It’s All About “Us”

19 02 2011

I have a personal peeve about workers using the first person singular to describe what their company does. I would have prefered to open the first sentence with “we have a personal peeve…etc.”, but this situation is occurring more frequently, and not just in our company. “We” own a business concern in a major metropolitan city. “We” share a number of accounts, and ‘we” also have accounts who have solid relationships with only one of our associates, and generally do not need all of us working on their projects.

The bottom line is that “I” am not a marketing/public relations expert. “I” am also not a business development professional. “I” know very little about some of the industries that “we” serve. “We” however are outstanding in each and every one of these areas – and “we” are what makes the company so successful.

I recently had the misfortune to be cornered by a “networking idiot”, who proceeded to share the statistical data that he was solely responsible for the accomplishments of his employer. “His” company was thriving because of the amazing values he brought to the table. I would love to have had the chance to meet his co-workers – I suspect that 1.) they all have his shoeprints running up their backs; 2.) he is either exaggerating or has made the entire scenario up; and 3.) he is universally despised in the office.

Most people (and businesses) prefer to know that the vendors looking after their interests are a stable company, not an individual employee with probable self esteem issues. Saying “me” or “I” when discussing your qualifications should send up a red flag to your listeners. Your listeners are well attuned to the fact that no individual can perform every job function well. It is true that no man (or woman) is an island.

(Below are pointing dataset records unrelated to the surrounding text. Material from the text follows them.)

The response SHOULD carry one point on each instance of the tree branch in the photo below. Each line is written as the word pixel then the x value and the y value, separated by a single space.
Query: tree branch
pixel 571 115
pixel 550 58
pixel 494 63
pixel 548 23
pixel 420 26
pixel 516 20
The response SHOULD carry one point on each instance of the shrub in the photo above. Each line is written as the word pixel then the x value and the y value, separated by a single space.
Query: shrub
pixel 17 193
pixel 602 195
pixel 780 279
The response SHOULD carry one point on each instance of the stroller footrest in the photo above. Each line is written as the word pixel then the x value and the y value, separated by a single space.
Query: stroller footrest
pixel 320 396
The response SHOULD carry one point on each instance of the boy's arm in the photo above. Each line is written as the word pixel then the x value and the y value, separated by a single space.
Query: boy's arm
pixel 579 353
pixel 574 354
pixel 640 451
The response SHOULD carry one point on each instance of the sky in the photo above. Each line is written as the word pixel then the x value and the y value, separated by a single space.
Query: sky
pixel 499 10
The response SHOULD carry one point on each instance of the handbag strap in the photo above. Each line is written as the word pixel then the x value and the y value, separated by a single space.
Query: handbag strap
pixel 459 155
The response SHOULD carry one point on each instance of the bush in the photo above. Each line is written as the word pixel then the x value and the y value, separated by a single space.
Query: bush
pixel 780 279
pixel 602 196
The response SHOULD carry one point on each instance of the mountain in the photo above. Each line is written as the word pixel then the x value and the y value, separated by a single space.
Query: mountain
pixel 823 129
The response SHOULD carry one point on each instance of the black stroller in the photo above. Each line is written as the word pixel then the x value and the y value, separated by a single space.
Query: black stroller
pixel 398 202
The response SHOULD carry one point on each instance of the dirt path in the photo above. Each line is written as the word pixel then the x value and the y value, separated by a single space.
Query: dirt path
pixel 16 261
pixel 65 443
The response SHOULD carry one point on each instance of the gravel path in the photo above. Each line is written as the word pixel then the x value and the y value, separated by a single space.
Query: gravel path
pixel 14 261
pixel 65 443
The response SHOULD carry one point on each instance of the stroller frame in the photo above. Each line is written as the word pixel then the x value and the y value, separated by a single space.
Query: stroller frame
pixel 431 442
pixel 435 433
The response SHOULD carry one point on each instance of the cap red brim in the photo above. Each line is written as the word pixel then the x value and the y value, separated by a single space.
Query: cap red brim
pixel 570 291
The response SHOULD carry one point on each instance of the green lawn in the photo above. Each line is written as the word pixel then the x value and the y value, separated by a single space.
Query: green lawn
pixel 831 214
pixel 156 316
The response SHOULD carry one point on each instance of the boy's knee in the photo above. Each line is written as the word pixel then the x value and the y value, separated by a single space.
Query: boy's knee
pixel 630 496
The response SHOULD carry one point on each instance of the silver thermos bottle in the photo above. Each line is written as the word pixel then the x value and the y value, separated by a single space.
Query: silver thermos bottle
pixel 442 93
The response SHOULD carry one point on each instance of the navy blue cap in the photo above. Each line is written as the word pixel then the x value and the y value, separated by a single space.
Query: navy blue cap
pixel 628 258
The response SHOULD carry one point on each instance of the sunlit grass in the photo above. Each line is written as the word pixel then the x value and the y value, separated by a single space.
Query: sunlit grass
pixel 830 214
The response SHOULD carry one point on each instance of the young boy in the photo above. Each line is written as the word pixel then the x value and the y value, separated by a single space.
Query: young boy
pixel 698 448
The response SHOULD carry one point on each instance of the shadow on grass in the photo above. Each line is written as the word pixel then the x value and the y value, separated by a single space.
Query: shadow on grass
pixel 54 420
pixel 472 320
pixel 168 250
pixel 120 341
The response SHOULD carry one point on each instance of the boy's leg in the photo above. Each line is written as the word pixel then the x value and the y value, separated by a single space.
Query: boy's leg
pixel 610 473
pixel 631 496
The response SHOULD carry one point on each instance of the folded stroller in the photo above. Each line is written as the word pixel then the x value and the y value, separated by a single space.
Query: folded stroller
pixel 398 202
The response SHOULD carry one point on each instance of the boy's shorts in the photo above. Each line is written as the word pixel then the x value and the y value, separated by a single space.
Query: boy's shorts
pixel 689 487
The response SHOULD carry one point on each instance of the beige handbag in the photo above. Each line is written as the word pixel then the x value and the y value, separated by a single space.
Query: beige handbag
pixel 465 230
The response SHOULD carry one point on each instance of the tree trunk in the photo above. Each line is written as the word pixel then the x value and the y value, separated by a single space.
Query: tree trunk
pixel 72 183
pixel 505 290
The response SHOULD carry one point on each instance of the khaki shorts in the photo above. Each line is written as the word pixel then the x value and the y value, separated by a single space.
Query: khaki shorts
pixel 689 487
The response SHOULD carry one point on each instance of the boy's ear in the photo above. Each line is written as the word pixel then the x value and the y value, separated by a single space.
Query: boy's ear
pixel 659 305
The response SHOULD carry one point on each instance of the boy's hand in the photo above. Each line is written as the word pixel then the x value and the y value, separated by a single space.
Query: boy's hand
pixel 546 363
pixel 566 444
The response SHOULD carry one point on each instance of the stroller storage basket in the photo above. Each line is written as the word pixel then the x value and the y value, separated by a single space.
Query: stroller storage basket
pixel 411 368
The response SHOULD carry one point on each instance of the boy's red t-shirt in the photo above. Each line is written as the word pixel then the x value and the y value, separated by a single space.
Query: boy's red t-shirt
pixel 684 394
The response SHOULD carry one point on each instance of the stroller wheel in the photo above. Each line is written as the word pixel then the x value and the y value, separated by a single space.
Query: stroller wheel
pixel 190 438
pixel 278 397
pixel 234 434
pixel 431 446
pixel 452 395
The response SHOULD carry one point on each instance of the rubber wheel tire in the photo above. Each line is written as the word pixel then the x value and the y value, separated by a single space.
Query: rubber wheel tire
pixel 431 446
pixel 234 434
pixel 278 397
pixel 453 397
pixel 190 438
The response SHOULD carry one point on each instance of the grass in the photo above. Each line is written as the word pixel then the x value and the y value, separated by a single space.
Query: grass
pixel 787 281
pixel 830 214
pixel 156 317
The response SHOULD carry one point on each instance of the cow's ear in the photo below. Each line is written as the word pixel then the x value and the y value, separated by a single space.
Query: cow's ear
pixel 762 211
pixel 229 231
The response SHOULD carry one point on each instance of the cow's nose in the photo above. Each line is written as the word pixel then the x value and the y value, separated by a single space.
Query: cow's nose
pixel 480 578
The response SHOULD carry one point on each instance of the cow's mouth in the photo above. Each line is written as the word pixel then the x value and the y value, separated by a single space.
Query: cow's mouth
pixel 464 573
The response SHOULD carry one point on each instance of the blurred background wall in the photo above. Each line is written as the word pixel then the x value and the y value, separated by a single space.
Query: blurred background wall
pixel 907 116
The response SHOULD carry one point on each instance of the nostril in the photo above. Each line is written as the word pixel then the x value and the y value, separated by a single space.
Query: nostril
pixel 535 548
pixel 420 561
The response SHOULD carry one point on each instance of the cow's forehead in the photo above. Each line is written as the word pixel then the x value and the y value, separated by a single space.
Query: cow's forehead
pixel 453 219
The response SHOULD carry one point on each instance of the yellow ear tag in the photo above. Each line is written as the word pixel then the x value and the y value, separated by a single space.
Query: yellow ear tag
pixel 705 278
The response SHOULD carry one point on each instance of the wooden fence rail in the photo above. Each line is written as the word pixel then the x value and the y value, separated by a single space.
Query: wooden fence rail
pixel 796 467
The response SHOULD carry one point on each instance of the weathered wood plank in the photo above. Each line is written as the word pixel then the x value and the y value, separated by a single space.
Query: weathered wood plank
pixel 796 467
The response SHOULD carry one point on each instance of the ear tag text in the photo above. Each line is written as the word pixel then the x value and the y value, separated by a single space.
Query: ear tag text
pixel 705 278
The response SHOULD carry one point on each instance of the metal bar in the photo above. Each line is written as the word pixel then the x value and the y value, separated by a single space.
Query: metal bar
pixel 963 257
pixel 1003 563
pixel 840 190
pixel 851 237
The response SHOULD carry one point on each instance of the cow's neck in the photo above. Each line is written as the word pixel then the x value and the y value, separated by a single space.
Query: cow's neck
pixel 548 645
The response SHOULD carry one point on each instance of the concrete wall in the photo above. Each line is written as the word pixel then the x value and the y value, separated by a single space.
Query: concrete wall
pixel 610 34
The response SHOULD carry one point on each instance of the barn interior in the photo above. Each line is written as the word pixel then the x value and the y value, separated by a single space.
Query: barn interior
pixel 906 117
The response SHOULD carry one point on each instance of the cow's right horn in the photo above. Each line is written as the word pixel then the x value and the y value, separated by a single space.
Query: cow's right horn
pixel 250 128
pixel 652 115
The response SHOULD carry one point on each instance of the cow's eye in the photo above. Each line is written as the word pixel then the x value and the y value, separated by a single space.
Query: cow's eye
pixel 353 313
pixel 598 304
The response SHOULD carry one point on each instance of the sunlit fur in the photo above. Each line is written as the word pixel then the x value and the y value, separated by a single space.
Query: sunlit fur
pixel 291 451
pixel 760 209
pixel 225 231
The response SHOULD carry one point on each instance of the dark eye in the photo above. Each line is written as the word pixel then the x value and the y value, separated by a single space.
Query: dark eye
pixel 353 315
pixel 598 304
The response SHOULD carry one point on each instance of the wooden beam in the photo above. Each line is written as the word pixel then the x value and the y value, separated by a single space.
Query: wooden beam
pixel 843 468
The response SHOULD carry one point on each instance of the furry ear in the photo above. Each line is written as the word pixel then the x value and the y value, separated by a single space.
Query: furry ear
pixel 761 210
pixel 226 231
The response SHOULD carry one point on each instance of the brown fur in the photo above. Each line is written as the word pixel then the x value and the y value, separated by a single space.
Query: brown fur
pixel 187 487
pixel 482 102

The way we live our lives is similar to the way we should operate our businesses. My spouses’ achievements are shared accomplishments. Our children are very successful and “we” are proud of both of them. Parents receive accolades for how well their children have grown, but the truth is that it works both ways. Good parents learn as much from their children as the other way around. Parenting and growing up are difficult challenges. Ask any family – ask any business.

The word “ego” should be a shared phenomenon in both your family and your business. When one succeeds, we all succeed. Life is a team sport – play hard, play fair, and play together.